Jakarta - Kepolisian Diraja Malaysia (PDRM) mengaku penasaran dan tertarik dengan cara Kepolisian Republik Indonesia (POLRI) yang berhasil mengungkap kasus penyelundupan narkotika oleh seorang pilot asal Malaysia di Bandara Internasional Soekarno-Hatta, Jakarta.
Rasa penasaran ini diungkapkan oleh Direktur Departemen Investigasi Kriminal Narkotika (JSJN) Bukit Aman, Datuk Hussein Omar Khan saat menggelar konferensi pers pada Selasa (4/8/2026).
Berita ini diilansir dari Sinar Harian, Omar Khan menyatakan bahwa pihaknya sedang mempelajari metode yang digunakan oleh Polri dalam mendeteksi aktivitas penyelundupan tersebut.

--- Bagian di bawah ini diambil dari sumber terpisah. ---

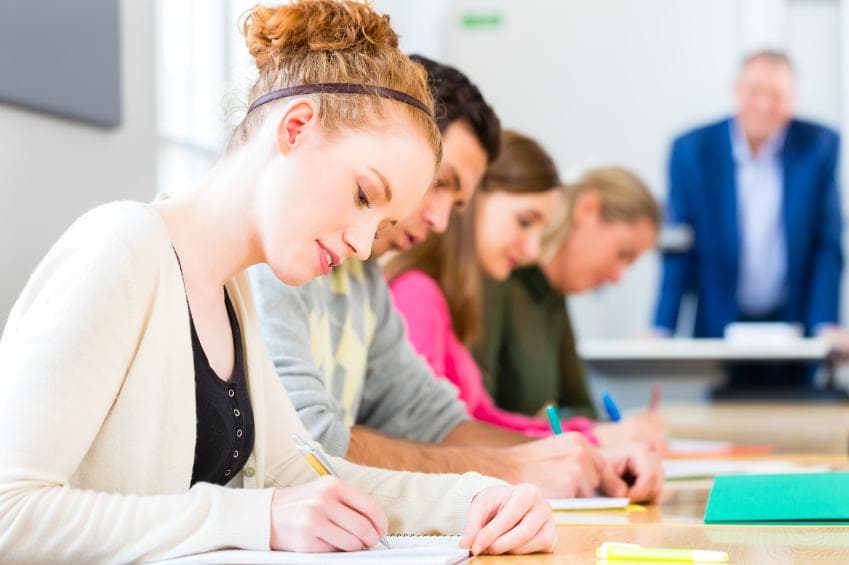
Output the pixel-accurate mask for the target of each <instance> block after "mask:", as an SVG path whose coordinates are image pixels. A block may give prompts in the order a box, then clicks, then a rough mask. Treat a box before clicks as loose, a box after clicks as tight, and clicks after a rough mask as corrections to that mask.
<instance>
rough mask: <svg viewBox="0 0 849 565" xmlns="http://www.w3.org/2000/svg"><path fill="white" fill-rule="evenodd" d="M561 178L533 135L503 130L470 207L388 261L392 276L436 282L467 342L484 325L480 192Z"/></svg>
mask: <svg viewBox="0 0 849 565" xmlns="http://www.w3.org/2000/svg"><path fill="white" fill-rule="evenodd" d="M559 184H560V177H559V175H558V173H557V167H556V166H555V164H554V160H553V159H552V158H551V157H550V156H549V155H548V153H546V151H545V150H544V149H543V148H542V146H540V145H539V144H538V143H537V142H536V141H534V140H533V139H531V138H529V137H527V136H525V135H522V134H520V133H517V132H515V131H510V130H504V131H503V132H502V134H501V150H500V152H499V156H498V158H497V159H496V160H495V161H493V163H492V164H491V165H490V166H489V168H488V169H487V171H486V174H485V175H484V178H483V180H482V181H481V184H480V186H479V187H478V188H477V190H476V191H475V195H474V196H473V197H472V199H471V200H470V201H469V205H468V209H467V210H465V211H454V212H452V215H451V220H450V222H449V225H448V229H447V230H446V232H445V233H444V234H437V233H431V234H430V236H428V238H427V239H426V240H425V241H424V242H423V243H422V244H420V245H418V246H416V247H413V248H412V249H410V250H409V251H405V252H404V253H401V254H399V255H396V256H395V257H393V258H392V259H391V260H390V261H389V263H388V264H387V265H386V276H387V277H388V278H389V279H390V280H392V279H394V278H395V277H397V276H399V275H401V274H403V273H405V272H407V271H410V270H419V271H422V272H424V273H425V274H427V275H428V276H430V277H432V278H433V279H434V280H436V282H437V284H438V285H439V287H440V289H441V290H442V293H443V294H444V295H445V300H446V301H447V302H448V309H449V311H450V313H451V322H452V325H453V328H454V332H455V333H456V334H457V337H458V339H460V341H462V342H463V343H465V344H466V345H469V344H471V343H472V342H473V341H474V339H475V338H476V337H477V336H478V333H479V329H480V328H479V326H480V319H479V318H480V270H479V268H478V259H477V254H476V251H475V221H476V217H477V207H478V201H479V199H480V198H481V196H480V195H481V194H486V193H492V192H509V193H513V194H528V193H538V192H547V191H549V190H556V189H557V187H558V186H559Z"/></svg>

Terkait hal ini, Hussein mengungkapkan ketertarikannya dengan cara Polri bekerja mengatasi kasus ini.
"Kami masih mendapatkan informasi tentang bagaimana mereka berhasil mendeteksi aktivitas tersebut."
Di dalam konferensi pers yang digelar di Markas Kontingen Kepolisian Selangor tersebut. Omar Khan juga mengungkapkan rasa penasarannya akan metode apa yang dipakai Polri untuk mengungkit kinerja sindikat narkoba tersebut.
"Apakah mereka (Polri) menggunakan sistem penyaringan, pemeriksaan fisik, kombinasi keduanya, atau hasil intelijen yang berujung pada pemeriksaan acak, kami saat ini sedang memeriksa semua itu," ucap Omar Khan.
Meskipun penasaran dengan metode yang dilakukan oleh Polri, Omar Khan mengakui bahwa fokus utama pihaknya tetap pada pengusutan tuntas kasus ini bersama dengan otoritas berwenang yang berada di Indonesia.
Tak hanya mereka dari Malaysia yang bangga Rakyat Indonesia pun sangat terkesan dan merasakan suatu kebanggan tersendiri dari hasil kinerja Polri yang begitu cekatan, terampil dan profesional dalam mengungkap Kasus tersebut yang jarang sekali keahlian tersebut dimiliki oleh negara lain, Rakyat Indonesia mengharapkan tidak hanya sekali ini saja Polri berhasil ungkap kasusnya, harapan besar kini di pundak Polri agar setiap kasus narkoba yang masuk ke Indonesia itu harus dapat di Cegah, di tangkal bahkan harus diungkap agar tidak menjadikan Bahaya yang berkelanjutan buat anak-anak Negeri kita ini.